February 4, 2026pubmed logopapers

Authors

Lin G,Chen W,Hu W,Wu J,Xu L,Chen Y,Zhao T,Sun J,Xu M,Lu C,Xia S,Chen M,Ji J,Chen W

Affiliations (7)

  • Zhejiang Key Laboratory of Imaging and Interventional Medicine, Zhejiang Engineering Research Center of Interventional Medicine Engineering and Biotechnology, Key Laboratory of Precision Medicine of Lishui City, The Fifth Affiliated Hospital of Wenzhou Medical University, Lishui, China.
  • Department of Radiology, Lishui Central Hospital, The Fifth Affiliated Hospital of Wenzhou Medical University, Lishui, China.
  • Department of Vascular Surgery, The Fifth Affiliated Hospital of Wenzhou Medical University, Lishui, China.
  • Department of Radiology, The Second Affiliated Hospital of Wenzhou Medical University, Wenzhou, China.
  • Department of Radiology, The Sixth Affiliated Hospital of Wenzhou Medical University, Lishui, China.
  • Zhejiang Key Laboratory of Imaging and Interventional Medicine, Zhejiang Engineering Research Center of Interventional Medicine Engineering and Biotechnology, Key Laboratory of Precision Medicine of Lishui City, The Fifth Affiliated Hospital of Wenzhou Medical University, Lishui, China. [email protected].
  • Department of Vascular Surgery, The Fifth Affiliated Hospital of Wenzhou Medical University, Lishui, China. [email protected].

Abstract

Early recognition of individuals at elevated risk for new ipsilateral ischemic lesions (NIILs) after carotid artery stenting (CAS) is vital for planning effective preventive interventions. The aim of this study was to develop a deep learning (DL) radiomics model to predict NIILs post-CAS from dual-energy CT (DECT) images. This study retrospectively enrolled patients from three centers. Carotid plaques were delineated on multiparametric DECT images. A combined model integrating clinical-radiological, handcrafted radiomics (HCR), and DL features was constructed using a support vector machine algorithm to predict NIILs. The model's performance was assessed through the area under the receiver operating characteristic curve (AUC). To improve the interpretability of the model, SHapley Additive exPlanations (SHAP) analysis was applied.
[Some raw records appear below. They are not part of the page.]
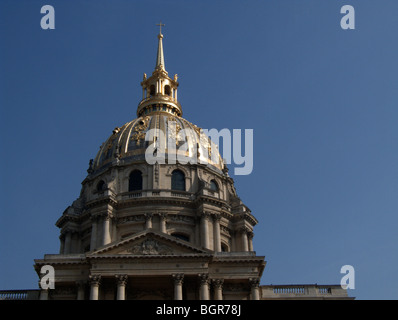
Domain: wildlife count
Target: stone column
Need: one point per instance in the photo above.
(93, 243)
(217, 236)
(44, 294)
(94, 283)
(148, 220)
(204, 286)
(204, 232)
(68, 242)
(106, 234)
(245, 243)
(80, 290)
(250, 236)
(121, 286)
(255, 290)
(62, 243)
(163, 218)
(217, 284)
(178, 280)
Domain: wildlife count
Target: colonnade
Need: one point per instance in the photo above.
(178, 280)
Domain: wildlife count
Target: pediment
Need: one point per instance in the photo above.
(150, 243)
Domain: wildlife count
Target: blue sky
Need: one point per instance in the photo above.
(322, 102)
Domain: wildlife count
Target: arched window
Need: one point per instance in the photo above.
(135, 180)
(101, 186)
(178, 180)
(167, 90)
(213, 185)
(152, 90)
(181, 236)
(224, 247)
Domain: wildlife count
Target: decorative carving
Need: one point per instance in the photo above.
(151, 247)
(139, 129)
(181, 218)
(135, 218)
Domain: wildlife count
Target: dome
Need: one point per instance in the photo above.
(128, 144)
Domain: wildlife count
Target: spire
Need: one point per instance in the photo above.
(159, 91)
(160, 56)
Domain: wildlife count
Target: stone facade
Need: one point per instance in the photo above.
(161, 230)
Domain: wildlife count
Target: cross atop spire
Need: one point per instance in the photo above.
(160, 27)
(160, 57)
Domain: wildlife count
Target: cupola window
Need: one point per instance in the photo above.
(213, 186)
(178, 180)
(152, 90)
(167, 90)
(135, 180)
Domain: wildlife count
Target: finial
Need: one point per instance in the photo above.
(160, 57)
(160, 27)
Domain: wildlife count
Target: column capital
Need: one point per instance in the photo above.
(205, 215)
(217, 283)
(244, 230)
(162, 215)
(94, 279)
(178, 278)
(121, 279)
(204, 278)
(254, 282)
(148, 215)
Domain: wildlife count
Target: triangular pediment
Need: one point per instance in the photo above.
(150, 243)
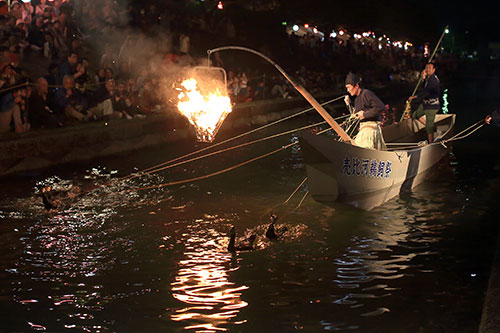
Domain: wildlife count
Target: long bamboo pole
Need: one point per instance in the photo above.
(314, 103)
(408, 106)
This study involved 336 patients divided into the training (n = 135), internal validation (n = 58), and external test (n = 143) cohorts. NIILs were present in 38.5%, 37.9%, and 39.9% of the subjects, respectively. Symptomatic events and plaque ulceration were identified as independent risk factors for NIILs. The combined model incorporating 2 clinical-radiological risk factors, 9 HCR features, and 15 DL features demonstrated satisfactory performance in predicting NIILs, with AUCs of 0.908, 0.842, and 0.856 in the three cohorts, respectively. The predictions of the combined model were explained both locally and globally by SHAP analysis. The combined model demonstrated high accuracy in identifying patients at elevated risk for NIILs post-CAS and can serve as an interpretable tool for optimizing treatment strategies. Question Early prediction of new ipsilateral ischemic lesions (NIILs) after carotid artery stenting (CAS) is crucial for timely interventions, but no effective, interpretable predictive method exists. Findings The combined model incorporating deep learning radiomics features extracted from multiparametric dual-energy CT images and clinical-radiological features demonstrated high accuracy in predicting NIILs after CAS. Clinical relevance The combined model offers an interpretable tool for identifying patients at high risk for NIILs post-CAS, potentially improving personalized treatment strategies and patient outcomes by enabling targeted preventive care.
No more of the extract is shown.